- Born: 29 March 1981 (age 44) Eldoret, Kenya
- Occupations: player, manager, aide de camp
- Known for: volleyball player and aide de camp

= Edinah Rotich =

Edinah (Edna or Ednah) Jemutai Rotich (born 29 March 1981) is a Kenyan volleyball player and national team captain. She went on to also work for First Lady Margaret Kenyatta.

==Life==
Rotich was born in 1981 in Eldoret.

She and Gladys Munge competed at beach volleyball in 2006.

In 2007 Rotich was playing for the Friends Volleyball Club when she part of the Kenyan Team who competed for the FIVB Women's World Cup. All the other Kenyan internationals came from the Kenya Prisons or the Kenya Commercial Bank volleyball teams including Jane Wacu, Dorcas Nakhomicha Ndasaba, Janet Wanja, Mercy Moim, Catherine Wanjiru and Brackcides Khadambi. They beat Algeria to win and Ndasaba was judged best player after she gained the final point to deliver victory in straight sets.

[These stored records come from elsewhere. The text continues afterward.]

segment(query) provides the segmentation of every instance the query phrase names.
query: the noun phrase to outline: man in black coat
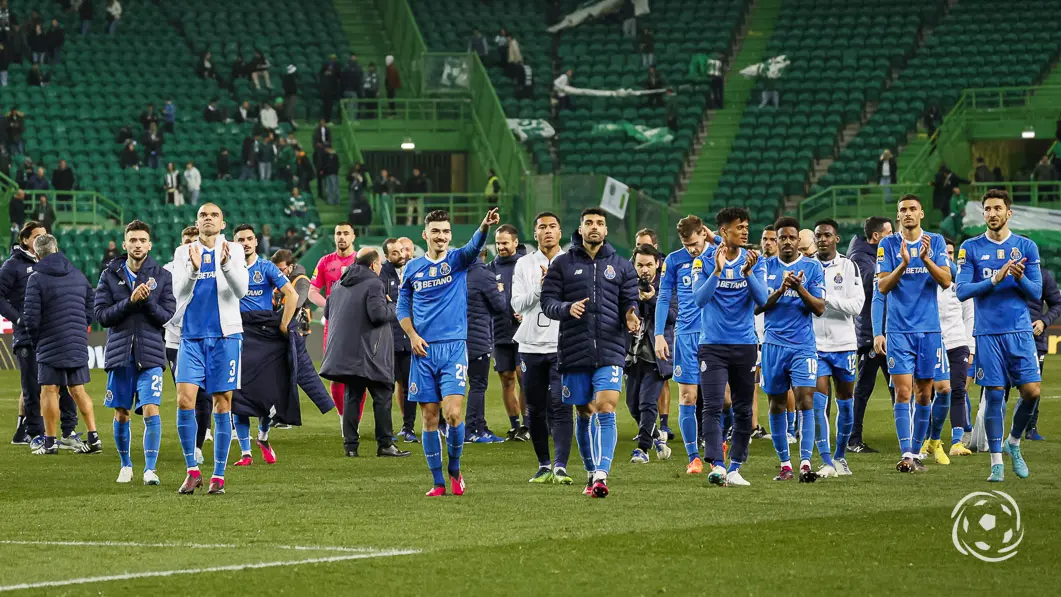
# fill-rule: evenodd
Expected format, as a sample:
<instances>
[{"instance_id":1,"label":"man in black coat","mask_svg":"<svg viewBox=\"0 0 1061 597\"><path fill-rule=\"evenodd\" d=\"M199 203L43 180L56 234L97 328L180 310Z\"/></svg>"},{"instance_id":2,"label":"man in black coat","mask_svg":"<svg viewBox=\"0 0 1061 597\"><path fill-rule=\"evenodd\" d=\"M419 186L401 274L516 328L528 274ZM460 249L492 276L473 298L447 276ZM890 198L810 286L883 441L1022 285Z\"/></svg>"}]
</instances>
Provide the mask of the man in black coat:
<instances>
[{"instance_id":1,"label":"man in black coat","mask_svg":"<svg viewBox=\"0 0 1061 597\"><path fill-rule=\"evenodd\" d=\"M405 247L396 238L383 241L383 251L387 261L379 272L379 279L387 291L387 300L397 305L398 292L402 287L402 268L409 259L405 254ZM391 332L394 336L394 390L402 411L402 430L398 432L398 437L405 443L418 444L420 439L414 432L416 403L409 400L409 359L413 349L409 344L409 336L397 320L391 323Z\"/></svg>"},{"instance_id":2,"label":"man in black coat","mask_svg":"<svg viewBox=\"0 0 1061 597\"><path fill-rule=\"evenodd\" d=\"M22 323L37 347L37 378L41 385L44 443L36 455L58 454L59 388L67 386L88 427L88 441L78 452L103 450L96 433L92 398L85 391L89 382L88 326L92 323L92 286L85 275L59 252L55 237L42 234L33 241L40 258L26 281Z\"/></svg>"},{"instance_id":3,"label":"man in black coat","mask_svg":"<svg viewBox=\"0 0 1061 597\"><path fill-rule=\"evenodd\" d=\"M66 165L66 160L59 160L59 167L52 171L52 188L56 191L72 191L76 185L77 178L74 175L74 169ZM70 195L56 193L55 198L69 199Z\"/></svg>"},{"instance_id":4,"label":"man in black coat","mask_svg":"<svg viewBox=\"0 0 1061 597\"><path fill-rule=\"evenodd\" d=\"M346 385L343 443L346 455L358 456L358 415L365 391L372 394L376 420L376 456L403 458L410 453L394 445L391 394L394 393L395 303L379 279L379 253L366 249L328 295L324 316L333 330L324 349L321 377Z\"/></svg>"},{"instance_id":5,"label":"man in black coat","mask_svg":"<svg viewBox=\"0 0 1061 597\"><path fill-rule=\"evenodd\" d=\"M480 256L482 257L482 256ZM468 267L468 413L465 441L501 443L486 425L486 390L490 384L490 352L494 348L494 319L512 308L494 281L494 273L477 259Z\"/></svg>"},{"instance_id":6,"label":"man in black coat","mask_svg":"<svg viewBox=\"0 0 1061 597\"><path fill-rule=\"evenodd\" d=\"M527 248L519 244L519 232L511 224L498 226L494 233L494 247L497 257L487 267L494 272L494 281L505 295L505 304L511 305L512 272L516 269L516 261L527 254ZM501 400L508 412L509 430L505 439L525 442L530 440L530 429L526 416L523 425L520 425L519 417L520 413L527 411L527 403L518 366L519 346L512 339L519 324L520 317L512 309L494 316L494 370L501 378Z\"/></svg>"},{"instance_id":7,"label":"man in black coat","mask_svg":"<svg viewBox=\"0 0 1061 597\"><path fill-rule=\"evenodd\" d=\"M1029 299L1028 300L1028 311L1032 318L1032 332L1035 334L1035 348L1036 352L1039 353L1039 372L1042 373L1043 364L1046 363L1046 354L1048 352L1047 338L1049 334L1046 333L1046 328L1050 327L1058 317L1061 317L1061 291L1057 289L1057 280L1054 279L1054 275L1050 273L1048 269L1042 269L1043 276L1043 298ZM1006 391L1007 396L1009 390ZM1035 413L1032 414L1032 418L1028 421L1028 429L1024 432L1024 436L1030 440L1042 440L1042 435L1039 434L1039 409L1036 407Z\"/></svg>"}]
</instances>

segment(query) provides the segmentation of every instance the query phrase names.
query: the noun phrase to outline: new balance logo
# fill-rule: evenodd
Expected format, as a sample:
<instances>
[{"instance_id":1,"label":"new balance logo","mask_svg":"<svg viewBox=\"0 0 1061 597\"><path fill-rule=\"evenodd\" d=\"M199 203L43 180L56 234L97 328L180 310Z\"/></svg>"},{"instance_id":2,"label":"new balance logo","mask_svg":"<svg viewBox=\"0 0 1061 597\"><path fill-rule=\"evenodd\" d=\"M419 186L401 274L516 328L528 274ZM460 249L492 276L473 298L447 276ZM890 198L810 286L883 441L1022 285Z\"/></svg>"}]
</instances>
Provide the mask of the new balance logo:
<instances>
[{"instance_id":1,"label":"new balance logo","mask_svg":"<svg viewBox=\"0 0 1061 597\"><path fill-rule=\"evenodd\" d=\"M575 270L575 275L576 275L576 276L577 276L577 275L579 275L579 274L581 274L581 273L582 273L582 268L579 268L579 269L576 269L576 270Z\"/></svg>"}]
</instances>

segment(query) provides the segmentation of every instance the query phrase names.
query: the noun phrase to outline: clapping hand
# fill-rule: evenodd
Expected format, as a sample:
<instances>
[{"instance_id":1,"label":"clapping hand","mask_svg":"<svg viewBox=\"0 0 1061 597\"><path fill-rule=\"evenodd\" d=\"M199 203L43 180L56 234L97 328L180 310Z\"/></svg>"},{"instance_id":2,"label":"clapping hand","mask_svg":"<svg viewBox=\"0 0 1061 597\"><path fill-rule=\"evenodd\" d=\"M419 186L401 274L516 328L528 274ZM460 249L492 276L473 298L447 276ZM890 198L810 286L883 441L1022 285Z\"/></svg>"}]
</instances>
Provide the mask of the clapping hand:
<instances>
[{"instance_id":1,"label":"clapping hand","mask_svg":"<svg viewBox=\"0 0 1061 597\"><path fill-rule=\"evenodd\" d=\"M641 318L637 316L637 309L630 309L626 312L626 329L631 334L637 334L641 330Z\"/></svg>"},{"instance_id":2,"label":"clapping hand","mask_svg":"<svg viewBox=\"0 0 1061 597\"><path fill-rule=\"evenodd\" d=\"M574 317L575 319L582 319L582 314L586 312L587 302L589 302L588 296L580 301L575 301L571 303L571 317Z\"/></svg>"},{"instance_id":3,"label":"clapping hand","mask_svg":"<svg viewBox=\"0 0 1061 597\"><path fill-rule=\"evenodd\" d=\"M906 243L904 242L903 244L905 245ZM922 236L921 237L921 248L918 250L918 257L921 258L921 261L928 261L928 259L929 259L928 252L929 252L929 250L931 250L931 247L932 247L932 244L928 240L928 235L926 234L926 235Z\"/></svg>"},{"instance_id":4,"label":"clapping hand","mask_svg":"<svg viewBox=\"0 0 1061 597\"><path fill-rule=\"evenodd\" d=\"M1009 268L1009 273L1013 274L1013 279L1020 282L1020 279L1024 277L1024 264L1028 263L1027 259L1021 259L1020 261L1014 261L1013 265Z\"/></svg>"},{"instance_id":5,"label":"clapping hand","mask_svg":"<svg viewBox=\"0 0 1061 597\"><path fill-rule=\"evenodd\" d=\"M202 247L198 243L192 243L188 246L188 259L192 262L192 271L199 271L199 268L203 265L203 253Z\"/></svg>"},{"instance_id":6,"label":"clapping hand","mask_svg":"<svg viewBox=\"0 0 1061 597\"><path fill-rule=\"evenodd\" d=\"M221 245L221 265L228 265L228 243Z\"/></svg>"},{"instance_id":7,"label":"clapping hand","mask_svg":"<svg viewBox=\"0 0 1061 597\"><path fill-rule=\"evenodd\" d=\"M129 300L134 303L141 303L147 300L147 297L151 295L151 287L147 284L140 284L133 289L133 294L129 297Z\"/></svg>"},{"instance_id":8,"label":"clapping hand","mask_svg":"<svg viewBox=\"0 0 1061 597\"><path fill-rule=\"evenodd\" d=\"M759 262L759 253L758 253L758 251L754 251L754 250L750 250L750 249L748 251L746 251L744 253L744 267L742 267L740 269L741 275L744 276L745 278L747 278L748 274L751 273L752 268L755 267L755 264L758 263L758 262Z\"/></svg>"},{"instance_id":9,"label":"clapping hand","mask_svg":"<svg viewBox=\"0 0 1061 597\"><path fill-rule=\"evenodd\" d=\"M486 212L486 217L483 218L483 223L480 226L480 228L483 228L483 229L489 228L489 227L497 224L500 221L501 221L501 216L498 215L497 208L495 207L495 208L491 209L490 211Z\"/></svg>"}]
</instances>

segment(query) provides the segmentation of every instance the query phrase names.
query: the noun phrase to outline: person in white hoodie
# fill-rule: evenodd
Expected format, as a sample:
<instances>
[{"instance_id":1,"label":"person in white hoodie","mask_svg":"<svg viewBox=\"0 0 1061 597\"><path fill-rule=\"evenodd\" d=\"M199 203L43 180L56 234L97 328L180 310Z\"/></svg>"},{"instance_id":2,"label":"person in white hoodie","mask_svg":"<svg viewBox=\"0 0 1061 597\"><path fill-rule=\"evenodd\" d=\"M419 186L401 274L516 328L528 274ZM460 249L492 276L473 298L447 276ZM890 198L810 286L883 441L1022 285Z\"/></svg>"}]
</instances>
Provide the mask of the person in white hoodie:
<instances>
[{"instance_id":1,"label":"person in white hoodie","mask_svg":"<svg viewBox=\"0 0 1061 597\"><path fill-rule=\"evenodd\" d=\"M188 191L188 202L197 205L199 191L203 188L203 175L199 173L199 169L193 162L184 165L184 188Z\"/></svg>"},{"instance_id":2,"label":"person in white hoodie","mask_svg":"<svg viewBox=\"0 0 1061 597\"><path fill-rule=\"evenodd\" d=\"M858 266L837 253L840 225L825 218L814 224L817 258L825 270L825 313L814 319L814 338L818 349L818 387L814 392L814 420L817 433L814 442L824 466L819 477L850 475L847 465L847 441L855 425L855 352L858 338L855 317L862 312L866 293ZM829 449L829 383L836 396L836 452Z\"/></svg>"},{"instance_id":3,"label":"person in white hoodie","mask_svg":"<svg viewBox=\"0 0 1061 597\"><path fill-rule=\"evenodd\" d=\"M173 253L174 322L180 322L177 351L177 435L188 467L178 493L190 495L202 487L195 461L195 396L199 388L214 397L214 473L208 493L225 493L225 466L232 441L232 391L240 387L243 319L239 300L250 282L243 248L222 231L221 208L205 203L196 217L199 239Z\"/></svg>"},{"instance_id":4,"label":"person in white hoodie","mask_svg":"<svg viewBox=\"0 0 1061 597\"><path fill-rule=\"evenodd\" d=\"M950 262L954 261L954 241L946 239L947 256ZM950 456L968 456L972 452L962 443L965 429L970 428L969 403L966 402L967 376L969 366L973 362L973 354L976 352L976 342L973 340L973 322L975 321L973 300L958 300L957 285L951 284L947 288L936 289L936 302L939 308L939 325L943 330L943 346L947 348L947 362L950 363L950 403L939 400L932 401L932 415L929 419L928 441L921 448L926 454L936 457L936 462L946 464L950 462L946 452L939 447L942 445L940 435L947 418L947 410L950 409L951 423L951 447ZM927 445L931 442L931 446ZM942 458L942 461L940 460Z\"/></svg>"},{"instance_id":5,"label":"person in white hoodie","mask_svg":"<svg viewBox=\"0 0 1061 597\"><path fill-rule=\"evenodd\" d=\"M556 256L564 252L561 238L556 214L542 212L534 218L538 250L520 257L512 272L512 309L521 318L512 339L519 346L531 444L538 457L538 472L530 482L570 485L573 480L567 474L567 459L571 454L574 417L560 395L556 356L560 322L546 317L540 302L545 273ZM550 429L555 456L549 453Z\"/></svg>"}]
</instances>

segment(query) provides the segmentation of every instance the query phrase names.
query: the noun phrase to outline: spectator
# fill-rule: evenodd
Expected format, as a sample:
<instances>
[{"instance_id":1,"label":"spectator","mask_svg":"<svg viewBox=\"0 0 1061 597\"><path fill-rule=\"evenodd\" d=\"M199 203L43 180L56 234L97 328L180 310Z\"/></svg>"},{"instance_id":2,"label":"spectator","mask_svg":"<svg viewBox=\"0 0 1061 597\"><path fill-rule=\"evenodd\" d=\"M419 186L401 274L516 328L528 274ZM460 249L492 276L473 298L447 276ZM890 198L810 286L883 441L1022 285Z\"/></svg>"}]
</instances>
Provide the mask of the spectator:
<instances>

She was chosen again in 2010 to join the 2010 FIVB Women's Volleyball World Championship squad. She was still the only choice from the Friends Volleyball Club, but Brackcides Khadambi was now the team's captain. Rotich was the team's captain in 2011 and in time she went on to manage the national team.

In February 2012 Rotich was in Algeria competing for a place in the 2012 London Olympics. The Kenyan team were the African champions but they were beaten by the home team and it was Algeria who went to the Olympics in London.

In 2014 she was in Entebbe where she and Juma Yelena won the Castle Light International Beach Volleyball Championship.

From 2014 to 2015 she was the Aide de Camp to Kenya's First Lady Margaret Kenyatta working in her office. She was still playing and winning beach volleyball cups partnered with Eunice Maiyo.

Rotich is an advocate for the Anti-Doping Agency of Kenya and she is on the advisory board of the Love Kenya Foundation.